В следующей строфе появляется новый персонаж — отец, и он охарактеризован двумя поведенческими, точнее говоря, поведенчески-языковыми жестами. Первое двустишие — первый жест, первая деталь: называл не детьми, а сынами. Замена обычного житейского слова более «высокой», даже чуточку торжественной формой (хотя здесь, возможно, с оттенком некоторой шутли­вости или ласковой строгости) — тончайший штрих, показывающий этого отца, для которого мальчики не про­сто ребятишки, а наследники хутора, будущие взрослые хозяева. Вспомним, как через шесть лет в стихотворе­нии «На хуторе Загорье» описывается, как батькины сыны — пять человек, уже заранее делят этот хутор, как если бы это было крупное помещичье имение. И отец — крестьянин с амбицией владельца, для которого хутор нечто вроде маленького имения, сознает миссию будущих наследников и продолжателей рода и любит их уже за некую «ухватку» (а в первом варианте даже за «породу»). И поэтому сажает по обе стороны от себя этих ребятишек как будущих наследников престола. «Обапол» — народное выражение, по обе стороны, — уже редко употребляющееся в обычной разговорной речи. Употребление его здесь поэтом усиливает оттенок торжественности, необычности и вместе с тем некой народной традиции, связанной с крестьянским бытом. И беседует отец со своими сынами не о чем-либо пустяковом, текущем, а «о жизни», о важном. Продолжение мотивов первой строфы оттенено перекличкой слова «себя» со «свой», а «с нами» и «нас» с «мы» предыдущего четверостишия. Богатая рифма: сынами — с нами, подчеркивает также основные темы — ключевые слона. И опять оба двусти­шия связаны не только рифмой, но и синтаксическим па­раллелизмом и дополнительной внутренней рифмой второй и третьей строчек (называл — сажал). Продолжается движение интонации предыдущей строфы, и даже усиливается ее звуковая доминанта, огласовка на «а» теневой рифмой и внутренними ассонансами с преобладанием ударного «а».

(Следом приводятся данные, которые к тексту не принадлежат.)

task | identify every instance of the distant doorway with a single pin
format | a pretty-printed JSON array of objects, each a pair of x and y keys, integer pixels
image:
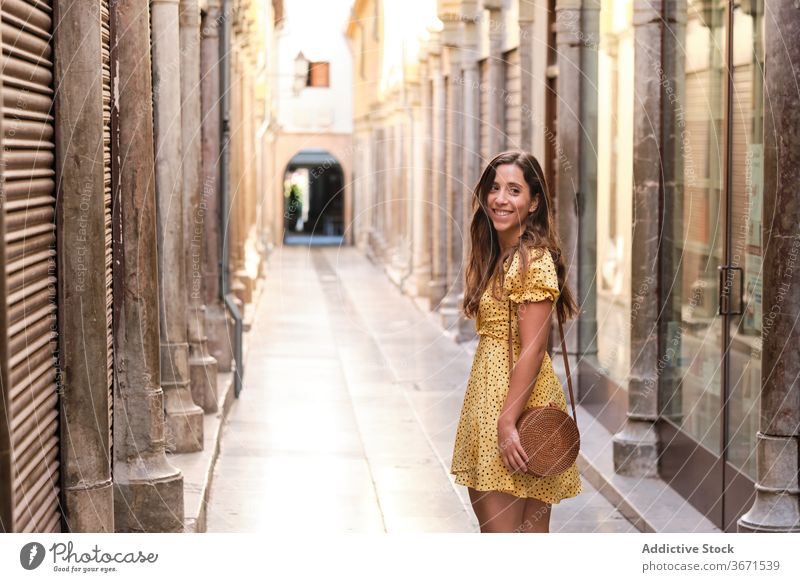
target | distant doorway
[{"x": 313, "y": 199}]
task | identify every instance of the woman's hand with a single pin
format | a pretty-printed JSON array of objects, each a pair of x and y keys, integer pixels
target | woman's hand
[{"x": 510, "y": 447}]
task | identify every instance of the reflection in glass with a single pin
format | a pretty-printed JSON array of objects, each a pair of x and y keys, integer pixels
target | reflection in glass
[
  {"x": 690, "y": 338},
  {"x": 746, "y": 245}
]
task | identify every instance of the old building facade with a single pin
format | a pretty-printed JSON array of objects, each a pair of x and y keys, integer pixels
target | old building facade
[
  {"x": 673, "y": 197},
  {"x": 128, "y": 248}
]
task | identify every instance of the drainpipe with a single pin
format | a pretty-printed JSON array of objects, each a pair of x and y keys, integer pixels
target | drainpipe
[{"x": 225, "y": 292}]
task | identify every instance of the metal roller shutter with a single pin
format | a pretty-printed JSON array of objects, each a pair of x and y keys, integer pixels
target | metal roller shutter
[{"x": 28, "y": 331}]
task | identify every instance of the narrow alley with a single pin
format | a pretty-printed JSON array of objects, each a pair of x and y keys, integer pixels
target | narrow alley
[{"x": 348, "y": 412}]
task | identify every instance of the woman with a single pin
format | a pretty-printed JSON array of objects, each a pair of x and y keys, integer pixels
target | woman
[{"x": 515, "y": 255}]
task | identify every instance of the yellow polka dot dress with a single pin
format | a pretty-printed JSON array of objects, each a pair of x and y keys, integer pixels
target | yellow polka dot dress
[{"x": 476, "y": 460}]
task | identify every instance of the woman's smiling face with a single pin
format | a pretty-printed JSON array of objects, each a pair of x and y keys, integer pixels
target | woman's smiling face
[{"x": 509, "y": 200}]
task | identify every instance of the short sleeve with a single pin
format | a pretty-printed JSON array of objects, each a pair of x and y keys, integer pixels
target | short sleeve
[{"x": 539, "y": 283}]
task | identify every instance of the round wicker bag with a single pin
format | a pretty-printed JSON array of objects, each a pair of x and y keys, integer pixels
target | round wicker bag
[{"x": 549, "y": 436}]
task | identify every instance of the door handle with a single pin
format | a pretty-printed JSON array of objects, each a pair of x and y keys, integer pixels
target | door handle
[{"x": 724, "y": 290}]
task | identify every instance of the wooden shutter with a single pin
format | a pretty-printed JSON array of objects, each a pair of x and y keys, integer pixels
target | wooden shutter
[
  {"x": 29, "y": 470},
  {"x": 106, "y": 52}
]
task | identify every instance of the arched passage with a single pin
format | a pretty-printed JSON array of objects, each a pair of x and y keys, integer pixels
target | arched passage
[{"x": 313, "y": 199}]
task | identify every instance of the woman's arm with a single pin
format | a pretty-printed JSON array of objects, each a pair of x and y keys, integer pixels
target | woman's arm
[{"x": 534, "y": 328}]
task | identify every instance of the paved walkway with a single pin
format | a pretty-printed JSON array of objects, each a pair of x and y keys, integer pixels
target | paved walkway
[{"x": 348, "y": 413}]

Третья строфа продолжает тему предыдущей и вместе с тем резко усиливает ее эмоциональное наполнение. Вначале резкий интонационный переход — вводится пря­мая речь отца. И троекратное обращение «сыны» еще больше подчеркивает значительность, которую вкладывал в своих наследников, и в свое отцовское чувство, и в их братство отец как глава семьи. Обращение дано в форме трех неопределенных вопросов, с оттенком неко­торой повелительности в исходном «ну». Значительность как будто ничего не значащего обращения оттеняется деталями поведения сынов. Они сидят «выпятив груди». Тут уже с более ясной авторской улыбкой, даже иронией показывается квазиторжественность этой минуты. И соответственно два мальчика при этом как бы заскакивают в свое желаемое будущее, будущее крестьян-хозяев. И опять маленький оттенок, передающий именно крестьянскую психологию: если большие, то значит — женатые люди. Продолжатели семьи. Таким образом, вводится еще одна структура в настоящее время: будущее того прошедшего, того настоящего в прошедшем, когда сыны сидели рядом с отцом как будущие его взрослые наследники. Ключевые слова «мы» и «сыны» также связывают эту строфу с предыдущими. Особая торжественность, хотя с оттенком скрытой авторской иронии, сцены, как мгновенный кадр, выделена и ритмом; третья строчка — вместо трехстопного четырехстопный анапест, и строчка разделена на полустишия, с четким обособле­нием по смыслу, параллелизмом синтаксического строе­ния и повтором слова «стороны». Сменой и вместе с тем наращиванием, подъемом интонационного движения эта строфа создает кульминацию движения основной темы — воспоминания и мотива отцовской и братской близости и их сознания своего будущего назначения. Но — как и в «Госте», и в ряде других стихотворений Твардовско­го — здесь говорится и о том, что не говорится. Как будто незначительные и неопределенные детали и словесные жесты передают и силу детского ожидания, детского устремления в некое будущее и вместе с тем реальную неясность того, что их действительно ждет, вместе с их отцом. И без прямой авторской оценки наращивается авторская сдержанная ирония и горечь в самом изобра­жении мечты и предчувствий сынов и отца-хозяина. Значительность и вместе с тем неопределенность ожидания-назначения акцентируется и звуковой организацией строфы. Опять — внутренние повторы; кроме «сыны» и «стороны» и внутренняя рифма «одной... другой», при более в целом сложном построении синтаксиса и ритма, чем в предыдущей строфе.